Bakanlar Kurulu tarafından kararlaştırılıp, 27.11.2012 tarihinde Resmi Gazetede yayımlanarak yürürlüğe konulan yönetmenlikle ilgili açıklama yapan Cengiz Şen, “Millî Eğitim Bakanlığına Bağlı Okul Öğrencilerinin Kılık Ve Kıyafetlerine Dair Yönetmelik” bir takım iyileştirmeler yanında, ilkel başörtüsü yasağını halen diri tutma gayretinin somut bir örneği olarak karşımızda durmaktadır dedi.

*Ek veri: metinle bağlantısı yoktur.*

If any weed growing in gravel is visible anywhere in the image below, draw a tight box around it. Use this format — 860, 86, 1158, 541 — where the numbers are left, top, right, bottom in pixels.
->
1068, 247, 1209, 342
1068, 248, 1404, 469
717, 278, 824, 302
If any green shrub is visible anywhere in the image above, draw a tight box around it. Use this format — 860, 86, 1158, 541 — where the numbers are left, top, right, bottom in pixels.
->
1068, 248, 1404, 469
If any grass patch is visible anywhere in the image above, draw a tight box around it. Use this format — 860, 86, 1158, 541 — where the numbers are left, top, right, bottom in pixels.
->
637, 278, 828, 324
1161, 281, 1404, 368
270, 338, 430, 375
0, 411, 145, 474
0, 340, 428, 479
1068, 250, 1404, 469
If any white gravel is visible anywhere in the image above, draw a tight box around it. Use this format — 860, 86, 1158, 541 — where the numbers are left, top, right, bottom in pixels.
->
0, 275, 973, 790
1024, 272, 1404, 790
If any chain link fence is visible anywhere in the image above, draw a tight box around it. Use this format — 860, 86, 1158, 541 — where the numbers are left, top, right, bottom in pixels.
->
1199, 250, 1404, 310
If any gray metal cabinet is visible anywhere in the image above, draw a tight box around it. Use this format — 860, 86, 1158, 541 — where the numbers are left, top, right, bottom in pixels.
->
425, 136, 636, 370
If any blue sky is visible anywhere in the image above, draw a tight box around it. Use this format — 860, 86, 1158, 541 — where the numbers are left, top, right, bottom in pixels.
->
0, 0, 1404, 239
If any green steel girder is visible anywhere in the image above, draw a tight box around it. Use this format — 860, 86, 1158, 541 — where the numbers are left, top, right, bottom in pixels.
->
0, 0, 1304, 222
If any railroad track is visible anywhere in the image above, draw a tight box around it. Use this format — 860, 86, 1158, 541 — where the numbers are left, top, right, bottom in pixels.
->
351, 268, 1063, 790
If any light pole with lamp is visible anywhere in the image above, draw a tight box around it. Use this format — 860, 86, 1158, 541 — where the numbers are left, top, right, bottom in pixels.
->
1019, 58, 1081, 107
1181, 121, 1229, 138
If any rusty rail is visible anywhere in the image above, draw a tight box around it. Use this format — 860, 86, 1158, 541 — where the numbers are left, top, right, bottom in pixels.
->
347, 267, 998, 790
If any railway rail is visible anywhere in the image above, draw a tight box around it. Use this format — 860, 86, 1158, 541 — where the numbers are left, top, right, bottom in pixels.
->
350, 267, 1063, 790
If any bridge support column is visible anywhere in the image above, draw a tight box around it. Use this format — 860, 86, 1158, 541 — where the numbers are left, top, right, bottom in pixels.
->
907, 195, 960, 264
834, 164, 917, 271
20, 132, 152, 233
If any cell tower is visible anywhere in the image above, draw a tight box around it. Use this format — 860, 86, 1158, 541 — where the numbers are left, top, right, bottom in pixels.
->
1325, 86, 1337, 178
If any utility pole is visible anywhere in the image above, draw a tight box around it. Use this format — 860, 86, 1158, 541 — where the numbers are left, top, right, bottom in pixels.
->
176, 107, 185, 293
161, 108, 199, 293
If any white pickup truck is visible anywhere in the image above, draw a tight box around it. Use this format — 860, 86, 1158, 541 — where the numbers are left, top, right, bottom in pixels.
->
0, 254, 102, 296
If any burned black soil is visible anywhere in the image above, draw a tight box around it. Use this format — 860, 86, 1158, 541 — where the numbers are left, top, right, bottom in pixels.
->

Şen,"Bahse konu, MEB’e bağlı resmî ve özel okul öncesi, ilkokul, ortaokul ve lise öğrencilerinin kılık ve kıyafetlerine dair usûl ve esasları belirleyen yönetmelik, bir taraftan “Okul öncesi, ilkokul, ortaokul ve liselerde kılık ve kıyafet serbesttir.” hükmünü içermesine rağmen diğer taraftan “Öğrenciler okul içinde baş açık olarak bulunur.” hükmünü içermektedir. Kız öğrencilerin sadece, İmam-hatip ortaokul ve liseleri ile çok programlı liselerin imam-hatip programlarında tüm derslerde, ortaokul ve liselerde ise seçmeli Kur'an-ı Kerim derslerinde başlarını örtebileceği hükmünü içeren yönetmelik hukuksuz bir yasağı halen diri tutmaktadır.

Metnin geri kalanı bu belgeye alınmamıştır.